According to the Cairo based al-Nadeem Center for the Rehabilitation of Victims of Violence and Torture, there were 28 detainee deaths, 90 cases of inadequate access to medical care and 213 individual cases of torture of persons held in custody in the first six months of 2019 alone.
Egyptian authorities have increasingly embraced the practice of re-ordering the detention of detainees on fabricated charges, as they are about to be released.
Just as disturbing is the example of Alaa Abdel El-Fattah, a prominent Egyptian activist who was given a five-year sentence in 2013 for violating a law criminalizing unauthorized demonstrations. Released in March of last year, El-Fattah was serving an additional five-year probationary period in which he was ordered to spend every night in a police station but was transferred to indefinite detention on Sept. 29.
As the independent Egyptian news outlet Mada Masr reports, El-Fattah is charged with “belonging to an illegal organization and spreading false information. His detention is renewed by the State Security Prosecution every 15 days”
Freedom of the press ballooned during the 2011 revolution, but the military was quick to clamp down during the thermidor.
Besides its people, information has become public enemy number one for the Egyptian security apparatus. Egypt has increased its capacity to clandestinely track its citizens locations and communications through their cell phones.
While freedom of the press ballooned during the revolution of 2011, the military was quick to clamp down during the thermidor. In 2017, Egypt began a campaign of internet censorship. Within a year, security agencies blocked over 500, mainly news, websites. This is an increase in the regime’s digital sophistication compared to the uprising in 2011, when it shut down all internet and cellular communication in response to street protests.
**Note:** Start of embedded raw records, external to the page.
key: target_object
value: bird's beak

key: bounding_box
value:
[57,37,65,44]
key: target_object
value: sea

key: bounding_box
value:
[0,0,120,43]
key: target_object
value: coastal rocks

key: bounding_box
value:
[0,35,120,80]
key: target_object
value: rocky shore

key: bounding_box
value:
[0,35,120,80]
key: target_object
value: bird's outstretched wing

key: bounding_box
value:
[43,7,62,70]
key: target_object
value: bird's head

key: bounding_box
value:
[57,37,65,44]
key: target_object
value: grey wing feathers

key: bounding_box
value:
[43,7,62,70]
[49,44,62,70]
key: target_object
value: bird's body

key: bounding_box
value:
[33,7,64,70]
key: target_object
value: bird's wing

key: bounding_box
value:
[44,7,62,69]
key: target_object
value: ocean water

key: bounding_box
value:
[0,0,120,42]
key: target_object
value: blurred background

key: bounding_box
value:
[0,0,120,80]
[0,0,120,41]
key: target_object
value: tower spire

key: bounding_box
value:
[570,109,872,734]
During the referendum on term limits this year, the suppression reached a crescendo with the blocking of 34,000 domains in an apparent attempt to hinder a campaign opposed to the constitutional amendment, the net transparency group NetBlocks reported.
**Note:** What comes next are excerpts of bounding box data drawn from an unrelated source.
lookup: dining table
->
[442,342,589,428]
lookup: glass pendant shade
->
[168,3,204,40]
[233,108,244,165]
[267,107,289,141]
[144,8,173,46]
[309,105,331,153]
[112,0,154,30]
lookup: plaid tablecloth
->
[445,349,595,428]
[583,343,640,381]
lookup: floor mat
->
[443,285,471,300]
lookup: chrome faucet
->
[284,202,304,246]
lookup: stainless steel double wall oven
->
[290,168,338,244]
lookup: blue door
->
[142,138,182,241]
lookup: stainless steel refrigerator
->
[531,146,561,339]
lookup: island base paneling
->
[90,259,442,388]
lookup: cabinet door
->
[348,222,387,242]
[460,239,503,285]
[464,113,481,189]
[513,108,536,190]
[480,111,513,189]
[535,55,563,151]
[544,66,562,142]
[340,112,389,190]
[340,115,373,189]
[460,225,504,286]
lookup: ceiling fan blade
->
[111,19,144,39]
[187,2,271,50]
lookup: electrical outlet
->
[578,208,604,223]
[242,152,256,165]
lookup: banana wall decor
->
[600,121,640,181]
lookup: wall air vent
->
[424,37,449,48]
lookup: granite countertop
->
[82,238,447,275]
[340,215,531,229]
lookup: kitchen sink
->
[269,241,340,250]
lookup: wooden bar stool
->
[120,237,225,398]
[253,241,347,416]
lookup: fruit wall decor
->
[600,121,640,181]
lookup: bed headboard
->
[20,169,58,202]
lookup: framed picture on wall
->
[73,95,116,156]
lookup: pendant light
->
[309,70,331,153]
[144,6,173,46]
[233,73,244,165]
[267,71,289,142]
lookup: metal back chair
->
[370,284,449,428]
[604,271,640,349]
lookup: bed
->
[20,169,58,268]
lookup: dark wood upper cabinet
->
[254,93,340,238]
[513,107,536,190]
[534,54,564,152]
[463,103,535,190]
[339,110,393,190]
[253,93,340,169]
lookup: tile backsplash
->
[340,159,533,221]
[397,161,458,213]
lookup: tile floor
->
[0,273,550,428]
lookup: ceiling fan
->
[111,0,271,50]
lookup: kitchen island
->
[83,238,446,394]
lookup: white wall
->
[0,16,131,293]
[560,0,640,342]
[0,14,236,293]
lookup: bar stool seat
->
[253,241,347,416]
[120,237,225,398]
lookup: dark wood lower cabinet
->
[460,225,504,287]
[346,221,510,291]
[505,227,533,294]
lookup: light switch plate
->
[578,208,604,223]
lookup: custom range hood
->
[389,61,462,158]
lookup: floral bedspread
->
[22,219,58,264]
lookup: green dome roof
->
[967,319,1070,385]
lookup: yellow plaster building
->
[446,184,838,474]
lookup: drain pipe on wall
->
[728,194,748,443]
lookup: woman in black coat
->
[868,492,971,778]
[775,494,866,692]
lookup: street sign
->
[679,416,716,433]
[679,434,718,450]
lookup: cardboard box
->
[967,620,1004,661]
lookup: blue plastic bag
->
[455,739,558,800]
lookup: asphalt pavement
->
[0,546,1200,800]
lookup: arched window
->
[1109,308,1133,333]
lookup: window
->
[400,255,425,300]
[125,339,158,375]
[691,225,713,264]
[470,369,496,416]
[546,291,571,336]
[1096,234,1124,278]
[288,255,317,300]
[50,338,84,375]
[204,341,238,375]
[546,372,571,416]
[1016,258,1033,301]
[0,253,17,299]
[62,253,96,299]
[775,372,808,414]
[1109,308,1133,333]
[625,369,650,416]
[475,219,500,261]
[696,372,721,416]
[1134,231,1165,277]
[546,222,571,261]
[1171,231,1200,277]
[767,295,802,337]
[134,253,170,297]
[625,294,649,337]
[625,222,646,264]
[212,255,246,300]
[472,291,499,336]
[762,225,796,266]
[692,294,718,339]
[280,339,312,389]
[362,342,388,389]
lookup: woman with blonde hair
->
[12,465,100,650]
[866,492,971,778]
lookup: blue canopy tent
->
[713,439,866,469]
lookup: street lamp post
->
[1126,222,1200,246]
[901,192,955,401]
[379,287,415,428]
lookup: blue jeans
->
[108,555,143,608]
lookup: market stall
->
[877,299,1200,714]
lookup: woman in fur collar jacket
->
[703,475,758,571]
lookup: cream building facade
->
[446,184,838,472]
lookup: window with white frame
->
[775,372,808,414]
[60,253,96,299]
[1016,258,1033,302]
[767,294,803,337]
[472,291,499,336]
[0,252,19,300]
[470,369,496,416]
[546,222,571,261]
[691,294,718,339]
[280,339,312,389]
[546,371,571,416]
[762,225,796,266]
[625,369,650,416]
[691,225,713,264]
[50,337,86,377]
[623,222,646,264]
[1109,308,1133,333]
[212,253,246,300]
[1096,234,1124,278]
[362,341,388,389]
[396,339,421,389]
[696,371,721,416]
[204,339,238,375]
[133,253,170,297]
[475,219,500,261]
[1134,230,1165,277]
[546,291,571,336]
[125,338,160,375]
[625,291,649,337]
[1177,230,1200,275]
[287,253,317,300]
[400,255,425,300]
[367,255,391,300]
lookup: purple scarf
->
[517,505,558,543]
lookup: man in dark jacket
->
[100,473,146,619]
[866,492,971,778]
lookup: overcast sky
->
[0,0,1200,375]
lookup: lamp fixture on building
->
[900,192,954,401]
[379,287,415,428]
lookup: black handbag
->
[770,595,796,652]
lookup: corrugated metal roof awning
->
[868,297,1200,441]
The internet shutdown follows a 2018 media law, allowing the state to block websites and social media accounts with more than 5,000 followers if deemed a national security threat. Anyone who browses censored information faces at least a year in prison and a fine. Sharing content from censored websites could result in a minimum prison sentence of two years. The law also forces news agencies to register with the government. According to the Committee to Protect Journalists, Egypt is tied with Saudi Arabia as the world’s third worst jailer of reporters. Twenty six were arrested last year.
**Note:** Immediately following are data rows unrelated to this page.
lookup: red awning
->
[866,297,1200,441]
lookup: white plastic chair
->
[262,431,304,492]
Mada Masr, a bilingual publication, is an example of the tenacity needed to remain independent in Egypt. On Nov. 24, 10 large, plain-clothed men forcefully entered its offices, detaining 16 staff and freelancers. The raid came after one of its editors, Shady Zalat, was arrested at his home the day before. Over several hours agents questioned editor-in-chief Lina Attalah and journalist Mohamed Hamama. All were released later that day, including Zalat.
In response to the attempts at intimidation, Mada Masr recently began using a TOR server, in attempt to evade a blocking campaign that has taken down its site 22 times since 2017. In other words, they’re angering the right people.